もしかしたら、今日はもう業者はこないのかもしれない……。焦らずとも良かったか……だが、結果論だ。
結果が見えたから落ち着いていられる。
金網で囲われたゴミ捨て場の中へ。
ダンボール……がいくつかあり、一つずつ開けていく。
三つ目のダンボールを開けると、地下で見たトレジャーアイテムとそっくりの置物があった。
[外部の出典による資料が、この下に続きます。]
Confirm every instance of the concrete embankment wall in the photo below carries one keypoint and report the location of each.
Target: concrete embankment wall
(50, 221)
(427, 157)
手の平サイズで重量感がある。石から切り出したような素材感覚だ。
細い溝があり、電流が流れる回路のように、ここに魔力を流し込むことで起動するのだろう。
青く、溝が光る……こんな風に魔力を流せば起動を、
「は? 起動、してるのか……?」
「トンマくん!!」
振り向けば、金網の外に息を切らしたアキバ――いや、リノスがいた。
「リノスっ、俺、魔力なんて持ってないのに、これ起動したんだけど!!」
「トレジャーアイテムは魔力を吸収するの! こっちの世界は電気がなければ動かない製品がたくさんあるけど、充電することで動き続けるものがあるでしょ――それと一緒なの! スイッチャーはもう魔力がないから起動しないけど、そのアイテムは――『レコード』は魔力が残ってるから……っ、下手にいじると起動する!!」
ひし形のアイテムが青く光り出す。
まさか、これで俺も異世界に――?
と思ったが、青い光に奪われた視界を取り戻した後……見えたのは目を瞑る前と同じ景色だ。
なにも変わっていない……世界は、なにも。
リノスも、後から追いついた委員長も、変化はなく――。
だけどぽかんと口を開けている二人を見れば、変化はあったのだ。
「トンマくん……が、」
アイテムの効果を知らない委員長の方が戸惑っている。
リノスは、知っている分、動揺が少なかったようだ。
「捕まえてっ! ――トンマくん!!」
両脇にいたのは、もう一人の、俺…………?
両脇だから、一人ではなく、二人の『俺』がそこにいた。
『はは、本物は――邪魔だよ』
二人の俺がゴミ置き場の外へ。
そして外側から、金網を閉められた――ガチャリ、と南京錠がかかる。
「ッ、委員長っ、鍵は!!」
「職員室だと思う! すぐに取りにいってくるから!」
「待ってしずく! その前に二人の分身を捕まえてからじゃないと、」
俺の分身の手で、リノスの口が塞がれた。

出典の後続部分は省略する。